Winona LaDuke, two-time V.P. candidate for the Greens spoke on Tuesday night, November 1st, at the Minnesota Peacemakers Forum at a Methodist Church in Minneapolis.  About 300 people heard her pointedly discuss the indigenous struggle as it continues in the 21st Century.

Her central focus was on American identity and the right of self-determination:  Who are we as a nation?  What are our communities, our families, our relationships going to look like in 50 years?  And, most importantly, who gets to decide what happens on these crucial questions?   As a woman, as a Native, as part of a rural community, Winona brings a unique, and much needed point-of-view to the table.

With degrees from Antioch and Harvard, awards, accolades and her two years on the campaign trail, Winona now finds herself the director of a small land reclamation and economic development collective on the White Earth Reservation in northern Minnesota.  She also is the mother for five teenagers!  She knows what it’s about to “keep it real”.

Her message last night was strong and simple:  Do not wait for others to help make the change and right the wrongs.  (She didn’t quote Wellstone, but she could have:  “Be the change you believe in.”)   With her small cadre of Native entrepreneurs, she is not waiting for politicians in Washington or St. Paul to make things better on the White Earth Reservation.  She is actively working, lobbying and speaking out on the important issues facing her community:  who controls the land, whether genetically engineered wild rice should be introduced in Minnesota, developing renewable energy projects.

One quote stands out:  

I am a patriot.  But I am a patriot to this land, not to a flag.

 
She went on to describe how America’s character, our essential identity, is defined by our relationship to the land.  On that score, America’s history does not presage a happy outcome.  She questioned how sacred and eternal places like mountains could be named after individuals who are, after all, transitory and ephemeral, especially men whose life was all about destroying Natives and their traditional ways:  Mt. Mckay near Thunderbay, Harney Peak in Colorado, Amhearst in Massachusetts, who she claimed killed tens of thousands with his blankets laden with smallpox.  

She pointed out how, for Native people, ANWAR has always been referred to as “the place where life begins” because of the massive caribou migrations there.  And how, for a mere equivalent of 60 days of U.S. consumption, we are apparently willing to pump out the remains of—and massively disrupt—this ancient natural sanctuary.  She went on to chide America’s vaunted freedoms and democracy, delineating how Native people did not have a right of free exercise of religion until a1978 law expressly granted it to them.

It is this legacy, colonial, oppressive and worst of all, unrecognized and denied by generations, which has marked America’s great march westward into “manifest destiny.”  It is filled with unfortunate and poorly understood names for landmarks which denote our relationship to this land and to the indigenous people that lived there.  It is as if we are rubbing in their noses our total annihilation of Native culture and values, and doing it in willful ignorance.

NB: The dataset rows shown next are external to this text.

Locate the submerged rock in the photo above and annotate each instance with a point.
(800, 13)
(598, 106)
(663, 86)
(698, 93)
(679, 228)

And the struggle continues.  Today, White Earth is facing a major threat from genetically engineered “wild” rice.  Such genetic alterations can and would have serious consequences, not only for the quality of rice which is still hand-harvested, but also for the religious and spiritual dimensions that rice fulfills in their community.  Yet, unfortunately, neither the Minnesota legislature, nor the University of Minnesota, which are sponsoring the genetic research, seem inclined to listen to the Native point-of-view and are pressing ahead with plans to develop—and patent—a new type of rice plant.  

LaDuke finished by asking:  

How do we get beyond this kind of legacy?  How do we renew that which is sacred?  How do we recover our relationships with each other?

 
Not by trusting others to bring us the answers or waiting for politicians to do the job.  “The onus is on us,” she reinforced.  “Do not relinquish your power.  Do not allow them to take your voices.  And do not allow them to take your vote.”

Winona LaDuke spoke fluid, proud and certain of the basic truth that we need to get a better plan.  We need to have a real—and sustainable—vision of what our future will be like.  And we need to do it now:  on land, on food, on energy, and especially on who decides these important issues.   As one who has survived the massive and continuous onslaught of America’s destructive colonialism, she has experienced first-hand the devastation that a mono-cultural, unfeeling market economy lorded over by greedy corporate and political elites can have at the level of community.  She has been to the brink, witnessed the despair, isolation and poverty that accrues to those left in the wake of unsustainable development.

We would be wise to follow her words:  The onus is on us, before it is too late.  We need a better plan.  We need a better vision of what we want our communities to be like in 50 years.  And we need to start working on it now.